Not at all. I pointed it out in the initial post on the thread. But when you're writing paens every few days to the greatness that is MLB, readers have a right to know that you are an employee of ... MLB!
OceanLottery said:Funny, the thing that most caught my eye was the graphic where they had Melky Cabrera's name on a sticky-note with a photo of Eduardo Nunez next to it (I think it was him, def. wasn't the Melk Man).
I believe you are correct.deck Whitman said:Tom Verducci is the lead baseball writer at Sports Illustrated, the venerable beacon of hard-hitting sports journalism. Through the years, as we all know, SI has broken countless stories that others would have never thought of looking into or, even if they had, touched. When George Dohrmann won a Pulitzer Prize for his coverage of the University of Minnesota, Sports Illustrated went out and hired him, to its credit.
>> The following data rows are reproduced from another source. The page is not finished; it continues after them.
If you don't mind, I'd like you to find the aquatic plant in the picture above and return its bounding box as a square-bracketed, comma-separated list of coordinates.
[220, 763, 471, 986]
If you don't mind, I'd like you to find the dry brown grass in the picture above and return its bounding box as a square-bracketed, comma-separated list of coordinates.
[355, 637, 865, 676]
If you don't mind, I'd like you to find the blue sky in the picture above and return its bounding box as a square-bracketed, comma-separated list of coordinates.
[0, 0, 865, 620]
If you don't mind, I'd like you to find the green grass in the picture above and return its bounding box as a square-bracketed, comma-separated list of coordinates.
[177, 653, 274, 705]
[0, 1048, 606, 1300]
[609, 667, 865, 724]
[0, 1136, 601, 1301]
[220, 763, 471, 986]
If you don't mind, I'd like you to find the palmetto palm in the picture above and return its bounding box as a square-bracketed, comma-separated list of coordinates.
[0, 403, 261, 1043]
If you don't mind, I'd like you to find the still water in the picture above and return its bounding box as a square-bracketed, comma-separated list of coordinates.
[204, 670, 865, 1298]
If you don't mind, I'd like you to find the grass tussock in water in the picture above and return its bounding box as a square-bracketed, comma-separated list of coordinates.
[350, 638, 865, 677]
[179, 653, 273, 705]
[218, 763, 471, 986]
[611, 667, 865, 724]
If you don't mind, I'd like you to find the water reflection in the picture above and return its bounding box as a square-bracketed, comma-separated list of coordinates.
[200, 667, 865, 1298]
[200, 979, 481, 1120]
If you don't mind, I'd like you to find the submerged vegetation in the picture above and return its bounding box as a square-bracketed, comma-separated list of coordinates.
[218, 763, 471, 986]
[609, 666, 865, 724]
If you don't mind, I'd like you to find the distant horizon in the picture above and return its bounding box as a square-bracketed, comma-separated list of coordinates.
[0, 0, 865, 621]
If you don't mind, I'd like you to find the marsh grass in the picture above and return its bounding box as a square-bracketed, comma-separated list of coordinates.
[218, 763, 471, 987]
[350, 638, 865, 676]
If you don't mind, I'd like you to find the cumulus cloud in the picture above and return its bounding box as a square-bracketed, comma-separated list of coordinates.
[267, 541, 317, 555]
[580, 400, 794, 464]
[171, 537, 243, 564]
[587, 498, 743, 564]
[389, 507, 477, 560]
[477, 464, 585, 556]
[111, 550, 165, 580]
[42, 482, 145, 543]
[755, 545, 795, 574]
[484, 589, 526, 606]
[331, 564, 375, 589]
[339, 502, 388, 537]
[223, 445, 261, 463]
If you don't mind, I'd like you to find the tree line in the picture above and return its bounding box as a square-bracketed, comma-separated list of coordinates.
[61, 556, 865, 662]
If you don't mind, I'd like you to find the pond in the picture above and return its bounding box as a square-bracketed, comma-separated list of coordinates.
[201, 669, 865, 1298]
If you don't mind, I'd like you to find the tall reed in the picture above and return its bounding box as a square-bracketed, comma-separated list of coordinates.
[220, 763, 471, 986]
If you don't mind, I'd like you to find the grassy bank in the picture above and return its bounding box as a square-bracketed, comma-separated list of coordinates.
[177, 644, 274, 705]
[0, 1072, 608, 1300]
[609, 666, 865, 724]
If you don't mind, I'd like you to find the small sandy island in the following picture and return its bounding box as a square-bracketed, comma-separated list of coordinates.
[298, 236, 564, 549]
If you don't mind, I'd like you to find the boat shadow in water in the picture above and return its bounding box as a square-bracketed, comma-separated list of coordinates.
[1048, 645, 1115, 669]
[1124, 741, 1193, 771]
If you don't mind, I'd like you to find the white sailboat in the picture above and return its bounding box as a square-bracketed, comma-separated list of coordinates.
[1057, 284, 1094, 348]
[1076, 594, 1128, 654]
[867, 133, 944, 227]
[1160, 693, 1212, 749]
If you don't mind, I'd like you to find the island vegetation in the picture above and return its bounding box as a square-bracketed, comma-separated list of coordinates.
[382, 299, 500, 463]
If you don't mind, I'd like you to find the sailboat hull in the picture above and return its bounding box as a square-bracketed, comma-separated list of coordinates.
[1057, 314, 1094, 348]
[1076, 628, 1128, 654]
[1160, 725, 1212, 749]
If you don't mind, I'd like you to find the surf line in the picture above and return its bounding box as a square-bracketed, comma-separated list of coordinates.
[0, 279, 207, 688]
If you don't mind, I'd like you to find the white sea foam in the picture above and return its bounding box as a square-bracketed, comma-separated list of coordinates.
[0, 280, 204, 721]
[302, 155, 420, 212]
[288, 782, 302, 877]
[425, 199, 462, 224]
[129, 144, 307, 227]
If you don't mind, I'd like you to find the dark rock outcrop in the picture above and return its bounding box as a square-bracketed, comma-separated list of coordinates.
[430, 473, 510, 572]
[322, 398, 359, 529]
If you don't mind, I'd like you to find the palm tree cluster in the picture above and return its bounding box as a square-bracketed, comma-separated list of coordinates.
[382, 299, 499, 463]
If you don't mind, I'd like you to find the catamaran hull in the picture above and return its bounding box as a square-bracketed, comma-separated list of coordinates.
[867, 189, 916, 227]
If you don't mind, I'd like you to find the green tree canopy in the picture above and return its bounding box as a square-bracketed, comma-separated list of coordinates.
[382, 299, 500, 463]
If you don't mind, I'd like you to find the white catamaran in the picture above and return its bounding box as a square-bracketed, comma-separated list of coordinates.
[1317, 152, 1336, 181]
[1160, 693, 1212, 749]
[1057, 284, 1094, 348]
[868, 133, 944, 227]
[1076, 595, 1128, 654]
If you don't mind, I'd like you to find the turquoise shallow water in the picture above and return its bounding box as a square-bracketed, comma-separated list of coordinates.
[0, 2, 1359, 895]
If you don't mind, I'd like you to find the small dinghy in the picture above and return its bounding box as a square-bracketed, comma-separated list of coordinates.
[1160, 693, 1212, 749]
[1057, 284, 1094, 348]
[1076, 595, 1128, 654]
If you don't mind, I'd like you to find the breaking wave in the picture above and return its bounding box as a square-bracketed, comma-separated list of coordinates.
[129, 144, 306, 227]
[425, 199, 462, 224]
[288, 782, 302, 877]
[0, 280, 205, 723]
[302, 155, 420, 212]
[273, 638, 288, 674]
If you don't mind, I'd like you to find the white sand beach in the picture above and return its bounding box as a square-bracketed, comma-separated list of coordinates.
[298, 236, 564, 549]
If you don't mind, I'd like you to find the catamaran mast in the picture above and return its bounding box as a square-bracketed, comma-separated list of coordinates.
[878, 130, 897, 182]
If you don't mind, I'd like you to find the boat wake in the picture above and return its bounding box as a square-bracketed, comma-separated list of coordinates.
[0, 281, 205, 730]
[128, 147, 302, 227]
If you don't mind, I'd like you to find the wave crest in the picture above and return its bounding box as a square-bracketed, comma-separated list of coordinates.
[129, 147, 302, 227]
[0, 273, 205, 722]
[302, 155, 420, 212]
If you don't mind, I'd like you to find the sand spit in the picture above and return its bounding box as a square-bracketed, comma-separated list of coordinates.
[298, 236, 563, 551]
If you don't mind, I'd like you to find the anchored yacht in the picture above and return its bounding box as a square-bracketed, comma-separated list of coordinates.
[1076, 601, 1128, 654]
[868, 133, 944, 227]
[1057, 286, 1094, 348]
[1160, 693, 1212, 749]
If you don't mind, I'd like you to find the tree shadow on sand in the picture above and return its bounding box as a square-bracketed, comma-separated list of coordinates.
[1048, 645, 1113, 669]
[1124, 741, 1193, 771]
Tom Verducci is also an on-air contributor to MLB Network. Here is his bio:
http://mlb.mlb.com/network/personalities/?id=5521394
MLB Network is "primarily owned" by Major League Baseball. It should be noted that it is also partially owned by Time Warner, which also owns Sports Illustrated:
http://en.wikipedia.org/wiki/MLB_Network
The point to all this:
In this week's Sports Illustrated, Tom Verducci wrote the lead Scorecard item, SI's answer to the New Yorker's Talk of the Town. It's a good piece. The primary purpose of the piece is comparing the PED testing systems in MLB and the National Football League. Baseball comes out the winner, and Verducci even quotes Roger Goodell acknowledging such. Like I said, it's a good piece.
The question: In a piece like this, in which Verducci is lifting up Major League Baseball at the expense of another professional league, is Sports Illustrated ethically obligated to acknowledge somewhere that Verducci is also an employee of MLB Network and, by extension, an employee of Major League Baseball? Because it does not.
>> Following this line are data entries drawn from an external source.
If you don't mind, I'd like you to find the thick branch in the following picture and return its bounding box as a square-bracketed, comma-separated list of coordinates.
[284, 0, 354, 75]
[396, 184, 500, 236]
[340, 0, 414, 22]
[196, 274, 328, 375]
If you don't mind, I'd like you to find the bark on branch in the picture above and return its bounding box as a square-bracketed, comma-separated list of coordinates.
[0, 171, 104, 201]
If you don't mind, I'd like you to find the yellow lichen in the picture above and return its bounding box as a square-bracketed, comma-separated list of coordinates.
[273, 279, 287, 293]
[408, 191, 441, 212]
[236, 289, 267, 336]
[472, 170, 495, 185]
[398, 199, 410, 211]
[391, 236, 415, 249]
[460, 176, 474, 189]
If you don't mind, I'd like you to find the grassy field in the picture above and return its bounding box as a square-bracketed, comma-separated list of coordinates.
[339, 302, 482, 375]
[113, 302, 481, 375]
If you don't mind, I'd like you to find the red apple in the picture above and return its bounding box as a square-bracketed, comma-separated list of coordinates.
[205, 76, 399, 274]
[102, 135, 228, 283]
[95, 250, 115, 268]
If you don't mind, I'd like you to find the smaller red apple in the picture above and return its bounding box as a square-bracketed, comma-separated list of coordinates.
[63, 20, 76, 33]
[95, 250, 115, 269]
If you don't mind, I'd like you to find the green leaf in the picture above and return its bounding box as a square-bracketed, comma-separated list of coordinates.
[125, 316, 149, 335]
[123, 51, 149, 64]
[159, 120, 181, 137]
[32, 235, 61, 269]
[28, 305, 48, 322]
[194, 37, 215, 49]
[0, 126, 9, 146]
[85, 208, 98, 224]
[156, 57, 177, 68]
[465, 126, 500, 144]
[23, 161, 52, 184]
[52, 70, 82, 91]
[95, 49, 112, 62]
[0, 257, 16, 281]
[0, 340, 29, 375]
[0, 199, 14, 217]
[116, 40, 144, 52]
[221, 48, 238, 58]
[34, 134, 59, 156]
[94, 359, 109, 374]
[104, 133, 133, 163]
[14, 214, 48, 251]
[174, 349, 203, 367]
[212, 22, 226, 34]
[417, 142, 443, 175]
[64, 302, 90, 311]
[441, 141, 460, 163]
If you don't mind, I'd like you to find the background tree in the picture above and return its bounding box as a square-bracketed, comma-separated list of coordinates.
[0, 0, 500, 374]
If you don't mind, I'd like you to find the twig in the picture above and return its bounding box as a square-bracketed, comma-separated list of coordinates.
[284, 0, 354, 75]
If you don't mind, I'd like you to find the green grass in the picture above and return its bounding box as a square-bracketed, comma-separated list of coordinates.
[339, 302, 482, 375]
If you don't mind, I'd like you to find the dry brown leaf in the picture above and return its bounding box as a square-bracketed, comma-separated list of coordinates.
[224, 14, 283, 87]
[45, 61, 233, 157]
Frankly, to me, it seems ludicrous that this isn't disclosed. Here is a Major League Baseball employee - who I don't believe should even be contributing to both entities in this capacity - taking out another major professional sports league on a very important issue. And nowhere does Sports Illustrated, long-time pride of the toy department, disclose his potential other interests in doing so.
Am I wrong? Am I right? I throw the question to the gallery.
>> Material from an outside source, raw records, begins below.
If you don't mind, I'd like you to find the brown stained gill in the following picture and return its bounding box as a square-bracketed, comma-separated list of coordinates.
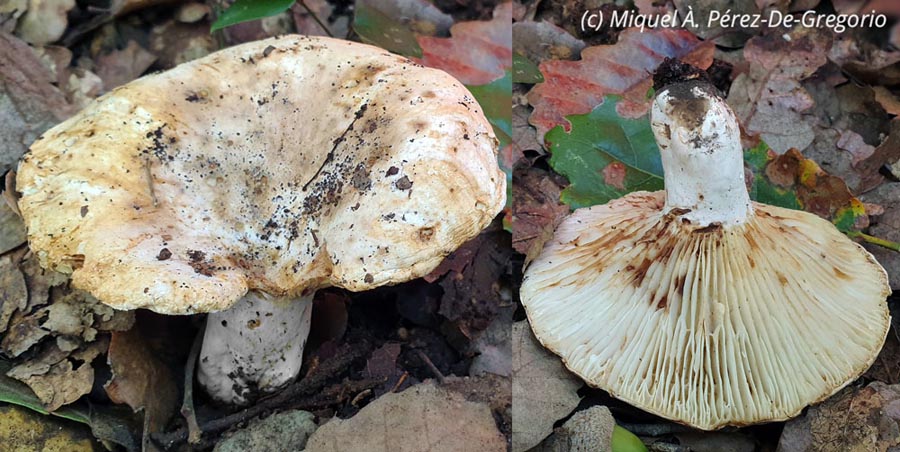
[775, 272, 787, 286]
[694, 221, 722, 234]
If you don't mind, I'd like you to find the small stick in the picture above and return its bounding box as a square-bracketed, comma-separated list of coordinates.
[416, 349, 444, 383]
[181, 323, 206, 444]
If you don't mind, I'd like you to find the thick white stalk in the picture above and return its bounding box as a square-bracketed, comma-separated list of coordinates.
[197, 290, 313, 404]
[650, 82, 753, 227]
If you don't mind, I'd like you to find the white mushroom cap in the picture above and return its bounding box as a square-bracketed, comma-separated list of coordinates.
[521, 81, 890, 429]
[17, 36, 505, 314]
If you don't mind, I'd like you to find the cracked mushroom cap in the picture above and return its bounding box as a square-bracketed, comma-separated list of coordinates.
[16, 36, 505, 314]
[521, 81, 890, 430]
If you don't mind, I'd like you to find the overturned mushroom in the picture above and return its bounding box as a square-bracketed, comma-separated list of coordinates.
[521, 82, 890, 429]
[17, 36, 505, 403]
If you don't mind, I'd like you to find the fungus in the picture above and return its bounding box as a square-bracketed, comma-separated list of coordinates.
[17, 36, 505, 403]
[521, 81, 890, 430]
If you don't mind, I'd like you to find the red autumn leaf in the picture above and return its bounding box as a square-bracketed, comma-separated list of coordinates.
[528, 28, 715, 137]
[416, 2, 512, 85]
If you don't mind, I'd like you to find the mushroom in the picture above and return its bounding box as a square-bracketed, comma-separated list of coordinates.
[16, 36, 505, 403]
[521, 81, 890, 430]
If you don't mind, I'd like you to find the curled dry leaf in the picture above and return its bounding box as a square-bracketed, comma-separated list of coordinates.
[728, 27, 831, 152]
[7, 341, 106, 411]
[513, 167, 569, 265]
[416, 2, 512, 85]
[103, 328, 178, 436]
[528, 28, 715, 138]
[306, 382, 506, 452]
[512, 322, 583, 452]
Mizzougrad96 said:Didn't Verducci write the Caminiti piece back when he was one of the first players to admit to using PEDs?
Joe Lapointe said:As our business continues to splinter and morph, more people are going to be working for more than one employer. Some will work part-time here, part-time there. The potential for conflicts will grow. That is NOT to say that this reporter in particular is violating ethical standards -- mine or anyone's. Who makes the "rules" for conflict-of-interest? A guy who owns a local team and a local paper? There was a time in this business when teams paid for newspaper reporters' hotels and food and transportation. There was a time (not all that long ago!) when teams sent lavish Christmas gifts to sports reporters. There was a time back in Chicago when I actually had to take a crisp $100 bill out of my pocket at Christmas and insist to the team PR guy that I would not be able to accept his gift. For a while there, it seemed as if everyone agreed on what was ethical, even those who didn't abide by those standards. As Sinatra once sang: " . . . and the skies have got so cloudy, when they used to be so clear. And there used to be a ballpark here."